Ghost Story Review: "A Night in a Haunted House" by Henry Ferris
By Siduri
@msiduri (5687)
United States
June 24, 2016 10:17am CST
The setup of this ghost story is familiar: a dinner where young’uns (all guys in this case) joke about wanting to spend a night in a haunted house. Significantly, it’s not Halloween, but a blustery Easter season toward the end of March—you know, near April Fools’ Day.
One guest, the narrator, doesn’t believe in ghosts. Come on! This is the 19th century after all! It’s long past time to give up that medieval ghost nonsense! Fenwick, his old schoolmate, believes in ghosts. He wants to spend a night in a haunted house to make a believer out of the narrator. In fact, he knows of a house that he can get permission for the two of them to stay in.
Mr. Hammond, a clergyman, objects: “Mr. Fenwick, I must express my hope that you will reflect very seriously on what you are about to do, before you determine sending your friend to that awful house. And you,” he adds, addressing the narrator, “would do well not to play with things, the dark and terrible nature of which you are far from being aware of.”
He then launches into the tale of how he once lived in the same house when he and his wife were first married and the terrors the ghost, a woman with club feet, inflicted on them. His story, delivered with a straight face, takes up half of the narrative. It introduces the reader to the ghost, her many forms (People who see her don’t hear her; people who hear her don’t see her), at least one of her victims, and, eventually, her story.
The narrator and Fenwick are undeterred. A year later, on the night of April Fools’ (ahem):
“In the gig was a basket, containing a bottle of Madeira, and other materials for a cold supper, besides a couple of books, and a brace of pistols.”
On his arrival in town, any pretense of this being a serious story is tossed aside. It becomes a farce. The Madeira is the narrator’s comfort and, as it turns out, his downfall. This is an enjoyable story. It is hampered to some degree some by some clumsy aspects, but it’s funny enough, these aspects are forgivable. It’s a shame this story isn’t more well-known.
One problem is authorship. The anthology I read it in attributed the story to the ever-prolific Anonymous, though raised the possibility that J. Sheridan Le Fanu wrote it. He did contribute a lot of supernatural stories to Dublin University Magazine where the tale first appeared under the name of Irys Herfner. However, it seems now, thanks to the work of S. T. Joshi, the author is Henry Ferris, a clergyman who died of typhus in 1848.
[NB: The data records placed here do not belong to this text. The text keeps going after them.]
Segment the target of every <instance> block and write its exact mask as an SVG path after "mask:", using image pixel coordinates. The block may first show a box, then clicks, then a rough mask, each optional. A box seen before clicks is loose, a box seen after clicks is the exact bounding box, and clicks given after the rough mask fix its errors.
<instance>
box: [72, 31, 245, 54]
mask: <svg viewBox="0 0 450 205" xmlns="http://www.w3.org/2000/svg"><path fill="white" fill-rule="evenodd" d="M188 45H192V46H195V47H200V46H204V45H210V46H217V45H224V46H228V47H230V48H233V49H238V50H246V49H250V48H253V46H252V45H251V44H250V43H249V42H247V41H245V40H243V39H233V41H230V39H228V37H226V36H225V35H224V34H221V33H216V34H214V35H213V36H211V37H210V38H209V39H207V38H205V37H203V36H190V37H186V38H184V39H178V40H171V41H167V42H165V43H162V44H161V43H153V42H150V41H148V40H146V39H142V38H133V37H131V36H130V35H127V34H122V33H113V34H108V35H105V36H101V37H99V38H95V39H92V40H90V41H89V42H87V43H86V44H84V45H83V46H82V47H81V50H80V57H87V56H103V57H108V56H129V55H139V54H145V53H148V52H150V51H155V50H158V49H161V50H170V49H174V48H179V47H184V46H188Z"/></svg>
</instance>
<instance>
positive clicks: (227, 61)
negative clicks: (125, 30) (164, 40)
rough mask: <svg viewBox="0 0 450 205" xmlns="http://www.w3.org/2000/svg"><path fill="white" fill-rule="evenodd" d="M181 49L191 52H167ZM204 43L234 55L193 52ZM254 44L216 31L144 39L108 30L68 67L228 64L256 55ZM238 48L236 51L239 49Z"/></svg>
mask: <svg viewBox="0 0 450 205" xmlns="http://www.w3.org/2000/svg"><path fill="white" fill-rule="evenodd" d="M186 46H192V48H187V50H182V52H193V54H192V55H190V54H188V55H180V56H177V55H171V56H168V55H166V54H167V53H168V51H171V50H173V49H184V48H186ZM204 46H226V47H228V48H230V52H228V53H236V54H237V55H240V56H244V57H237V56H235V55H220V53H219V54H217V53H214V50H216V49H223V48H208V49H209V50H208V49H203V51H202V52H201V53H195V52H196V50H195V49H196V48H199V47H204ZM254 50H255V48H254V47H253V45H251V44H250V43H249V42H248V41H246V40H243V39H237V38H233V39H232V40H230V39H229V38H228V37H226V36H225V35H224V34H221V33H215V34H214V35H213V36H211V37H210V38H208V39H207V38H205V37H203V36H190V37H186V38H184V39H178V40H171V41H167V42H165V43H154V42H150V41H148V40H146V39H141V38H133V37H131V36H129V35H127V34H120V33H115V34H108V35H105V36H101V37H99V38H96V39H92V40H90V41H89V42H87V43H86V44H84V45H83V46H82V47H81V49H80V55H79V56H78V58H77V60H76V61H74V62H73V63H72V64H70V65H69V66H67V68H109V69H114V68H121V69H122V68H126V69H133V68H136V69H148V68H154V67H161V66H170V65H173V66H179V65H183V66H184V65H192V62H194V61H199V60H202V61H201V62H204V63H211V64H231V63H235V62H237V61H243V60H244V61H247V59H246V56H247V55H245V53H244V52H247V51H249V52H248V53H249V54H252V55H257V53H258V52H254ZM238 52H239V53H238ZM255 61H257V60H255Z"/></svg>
The only copies of this story I could find are in anthologies for pay, both digital and paper. If anyone finds one online for free, let me know. This is a nice (if long), funny ghost story, even with its faults.
_____
Title: “A Night in a Haunted House”
Author: Henry Ferris (c. 1802-1848)
First published: Dublin University Magazine May 1848
Source: book
3 people like this
4 responses
@teamfreak16 (43418)
• Denver, Colorado
24 Jun 16
A humorous ghost story? I'd read it.
1 person likes this
@JohnRoberts (109846)
• Los Angeles, California
24 Jun 16
This is a very early Victorian ghost story.